Remmy Canedo, AMNIOSIS, song cycle for voice, violin and biofeedback, (2017): AMNIOSIS ist ein Pop-/Dance Liederzyklus mit Musik und Videoinstallation von Remmy Canedo und Texte von Natasha López. Das Konzept wurde von der Künstlerin Natasha López entwickelt und ist von der Funktion des Fruchtwassers inspiriert (aus dem Griechisch amnios = durchsichtige und dünne Membran, die den Fötus in der Schwangerschaft einhüllt).
So wie das Fruchtwasser den Fötus (zerbrechlich und verletzlich) vor äußeren Traumata schützt, so wirkt die Haut auf die inneren Organe des Körpers in Bezug auf die Realität. Wie klingt das Innere auf der Außenseite und umgekehrt? Wie zerbrechlich ist das Innere in Bezug auf das Äußere und umgekehrt? Wie spürt man innerlich die äussere Welt?

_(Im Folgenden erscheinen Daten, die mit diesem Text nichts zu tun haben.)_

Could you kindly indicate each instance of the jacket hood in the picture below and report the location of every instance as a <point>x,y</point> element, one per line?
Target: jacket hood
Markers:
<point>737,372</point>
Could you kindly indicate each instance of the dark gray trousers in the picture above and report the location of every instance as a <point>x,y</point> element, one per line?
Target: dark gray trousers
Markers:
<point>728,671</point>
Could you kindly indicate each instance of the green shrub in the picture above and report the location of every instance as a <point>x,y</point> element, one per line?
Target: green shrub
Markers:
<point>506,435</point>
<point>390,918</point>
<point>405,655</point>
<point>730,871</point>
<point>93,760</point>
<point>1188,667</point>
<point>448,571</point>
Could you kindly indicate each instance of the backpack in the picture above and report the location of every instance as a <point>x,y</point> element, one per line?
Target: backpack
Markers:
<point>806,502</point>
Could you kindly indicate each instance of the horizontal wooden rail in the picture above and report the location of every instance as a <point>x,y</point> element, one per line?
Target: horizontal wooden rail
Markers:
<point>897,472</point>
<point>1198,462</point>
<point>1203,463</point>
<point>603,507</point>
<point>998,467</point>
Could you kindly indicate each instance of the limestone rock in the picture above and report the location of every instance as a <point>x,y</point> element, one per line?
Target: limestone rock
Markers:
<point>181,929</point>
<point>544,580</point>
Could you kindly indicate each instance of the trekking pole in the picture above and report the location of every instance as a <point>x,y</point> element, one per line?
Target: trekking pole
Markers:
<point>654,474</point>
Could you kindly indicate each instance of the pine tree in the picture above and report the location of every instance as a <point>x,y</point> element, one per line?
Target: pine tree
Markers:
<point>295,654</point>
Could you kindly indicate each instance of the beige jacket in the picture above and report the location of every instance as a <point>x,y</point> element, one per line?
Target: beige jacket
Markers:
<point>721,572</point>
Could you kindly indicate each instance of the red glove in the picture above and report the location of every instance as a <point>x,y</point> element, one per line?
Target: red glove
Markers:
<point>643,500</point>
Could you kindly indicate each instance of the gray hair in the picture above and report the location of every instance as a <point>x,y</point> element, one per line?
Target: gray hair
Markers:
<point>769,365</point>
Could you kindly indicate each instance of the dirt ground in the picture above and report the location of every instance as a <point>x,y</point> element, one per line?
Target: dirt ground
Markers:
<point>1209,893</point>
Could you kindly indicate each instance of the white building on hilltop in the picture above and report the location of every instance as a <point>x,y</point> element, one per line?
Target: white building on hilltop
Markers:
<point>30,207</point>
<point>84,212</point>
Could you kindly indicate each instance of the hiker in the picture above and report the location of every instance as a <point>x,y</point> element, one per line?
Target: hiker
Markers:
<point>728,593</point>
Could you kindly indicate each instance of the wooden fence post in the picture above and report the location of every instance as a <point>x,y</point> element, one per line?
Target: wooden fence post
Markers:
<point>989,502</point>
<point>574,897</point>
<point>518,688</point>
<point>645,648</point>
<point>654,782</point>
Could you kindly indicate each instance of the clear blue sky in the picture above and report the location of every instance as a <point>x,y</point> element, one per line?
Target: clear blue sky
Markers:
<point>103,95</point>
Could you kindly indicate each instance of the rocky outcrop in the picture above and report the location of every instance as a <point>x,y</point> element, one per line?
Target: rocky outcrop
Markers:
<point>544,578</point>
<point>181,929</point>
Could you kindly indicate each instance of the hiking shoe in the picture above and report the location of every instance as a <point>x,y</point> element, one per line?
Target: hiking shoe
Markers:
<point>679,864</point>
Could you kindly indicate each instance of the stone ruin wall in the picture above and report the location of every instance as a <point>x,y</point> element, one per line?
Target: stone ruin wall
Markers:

Sensoren werden in diesem Stück verwendet: Elektrokardiogramm (EKG) für korrigierten Herz- und Pulsschlag und Elektromyographie (EMG) für die Muskelspannung und Detektoren für die Gliederaktivität um eine organische elektronische Musik zu schaffen, sowie auch die Geschichte des Inneren nach Außen zu bringen und zu zeigen wo die beiden Welten miteinander interagieren. Das Stück ist ein Experiment hinsichtlich der Beziehung zwischen Medizin und Kunst, zwischen Maschinen und Menschen. Text, Raum, Zeit, Körper und Medien interagieren, um ein audiovisuelles Erlebnis zu schaffen.

Natasha López studierte Geige in Madrid (Spanien), schloss ihr Gesangsstudium 2011 an der Hochschule für Musik FRANZ LISZT Weimar (Deutschland) ab und hat den Master Neue Musik Gesang 2013 an der Staatliche Hochschule für Musik und Darstellende Kunst Stuttgart in der Klasse von Prof Angelika Luz und Prof. Frank Wörner mit Auszeichnung abgeschlossen.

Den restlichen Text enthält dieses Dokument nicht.